In the very early stages of building Kollecto, I was already stringing together various tools to build an MVP without needing to hire engineers. I had the idea for Kollecto floating around in my head, when I came across a side project bootcamp program called Orbital. At the time I was still working at Microsoft as a Product Marketing Manager, but missed the grind of startup life, having worked at Foursquare, and felt this was my chance to get something of my own off the ground.

Reasons I Decided to Build Without Code

COST: Building without code helped me operate a business at a really low cost. For the first 6 months, our operational costs were under $600/mo.

TECHNICAL DEBT: My friend Brennan speaks the truth when he says, “Hell is building fancy stuff that nobody uses.” Building without code spared us the technical debt of writing code for features that our users may not actually want.

MANAGING DEVS: As a non-technical founder of an early-stage project, I had a unique dilemma: it would be extremely hard to manage devs… like really, I would have no idea whether they’re doing a good job or not. I’ve talked to a lot of non-technical founders who have the same problem. For me, building without code was the solution.

In the beginning, I used Strikingly to build the website; Typeform to build taste profiles for users; Email to allow advisors to communicate with clients; and Plasso, Stripe, and Paypal as the payment solutions. While this was a lot of work, it was certainly less work than managing a dev team (and much less expensive). And spending 0% of my time on worrying about the code and 100% of it learning what my customers wanted and iterating on that feedback was extremely valuable.

Iterate, Iterate, Iterate

I’m a firm believer in releasing MVPs and iterating quickly, before devoting a ton of resources to a direction you’re not sure will stick. I was able to find out pretty quickly that Kollecto was something that not only my customers wanted, but that art advisors and galleries wanted too.

By the time Kollecto was accepted into the 500 Startups Accelerator, we already had over 400 active users and around $30k in art sales. I continued to refine the code-free tools we leveraged, adding Zapier, Google Spreadsheets, and SurveyGizmo.

But not all of the lessons learned were rosy.

Stringing together a bunch of tools had worked well to this point, but once we hit ~1500 monthly active users things began to fall apart.

The main issue was relying on human labor. Each time a new user signed up, an Art Advisor would have to manually find art for them. Then a virtual assistant would upload hundreds of art recommendations into our survey-based app. The process moved quickly when we had several hundreds users, but it was impossible to manage for thousands at once.

At the most hectic moment, I remember starting to feel embarrassed of the product. There was a period where users had to wait 3 weeks for their first art recommendations.

We had outgrown our ‘product’ and something had to give.

Transitioning To Bubble

About mid-way through the 500 Startups program, I came across Bubble on Product Hunt (sidenote: they were recently featured again and crushed it!). I was immediately interested and was able to build the new app, using Bubble, in just a few weeks. I was also lucky to stumble upon AirDev, an agency that builds apps for people using Bubble, and they helped me construct my art-matching algorithm.

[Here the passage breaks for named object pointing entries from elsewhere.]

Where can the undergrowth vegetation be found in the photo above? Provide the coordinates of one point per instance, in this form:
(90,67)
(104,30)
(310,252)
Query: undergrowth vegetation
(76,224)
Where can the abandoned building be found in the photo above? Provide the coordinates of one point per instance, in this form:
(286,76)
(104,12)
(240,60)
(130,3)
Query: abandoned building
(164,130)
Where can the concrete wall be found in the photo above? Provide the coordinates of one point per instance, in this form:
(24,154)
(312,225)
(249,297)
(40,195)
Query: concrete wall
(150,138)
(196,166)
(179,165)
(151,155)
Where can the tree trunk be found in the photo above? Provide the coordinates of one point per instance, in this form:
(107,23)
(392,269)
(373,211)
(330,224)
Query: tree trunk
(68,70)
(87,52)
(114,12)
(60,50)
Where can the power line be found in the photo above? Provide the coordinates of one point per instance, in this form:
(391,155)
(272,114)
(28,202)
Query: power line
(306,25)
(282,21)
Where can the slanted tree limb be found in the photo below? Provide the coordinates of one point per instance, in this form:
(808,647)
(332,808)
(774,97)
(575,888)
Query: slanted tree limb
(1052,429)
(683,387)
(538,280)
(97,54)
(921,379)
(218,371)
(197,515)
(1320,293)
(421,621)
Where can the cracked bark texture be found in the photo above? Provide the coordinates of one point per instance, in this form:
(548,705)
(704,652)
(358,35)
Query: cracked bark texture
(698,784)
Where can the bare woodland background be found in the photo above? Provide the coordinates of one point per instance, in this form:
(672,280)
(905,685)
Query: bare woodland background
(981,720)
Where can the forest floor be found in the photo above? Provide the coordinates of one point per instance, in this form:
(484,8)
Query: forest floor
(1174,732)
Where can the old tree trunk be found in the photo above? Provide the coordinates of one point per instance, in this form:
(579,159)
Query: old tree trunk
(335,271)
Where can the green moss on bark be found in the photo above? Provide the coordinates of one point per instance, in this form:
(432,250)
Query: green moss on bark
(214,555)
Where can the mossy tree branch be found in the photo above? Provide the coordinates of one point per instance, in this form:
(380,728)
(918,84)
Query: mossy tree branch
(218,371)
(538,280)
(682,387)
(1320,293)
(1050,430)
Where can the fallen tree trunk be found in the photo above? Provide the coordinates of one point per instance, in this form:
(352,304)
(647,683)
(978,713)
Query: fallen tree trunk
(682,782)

By the time I finished with 500 startups, I had a fully functioning app on Bubble! Now, instead of managing handfuls of tools — from website builders to form generators — everything I needed to manage was on one platform. We still used Art Advisors to categorize art using our internal taxonomy. But the crux of Kollecto’s functionality and ability to scale now rested on the art-matching algorithm; something that, before Bubble, was impossible to integrate without code.

My advice to non-technical founders, or designers who are looking to quickly wireframe their ideas, or even coders who want to more quickly release an MVP before committing to a direction: try Bubble. The power you can harness and the flexibility that it offers is unmatched.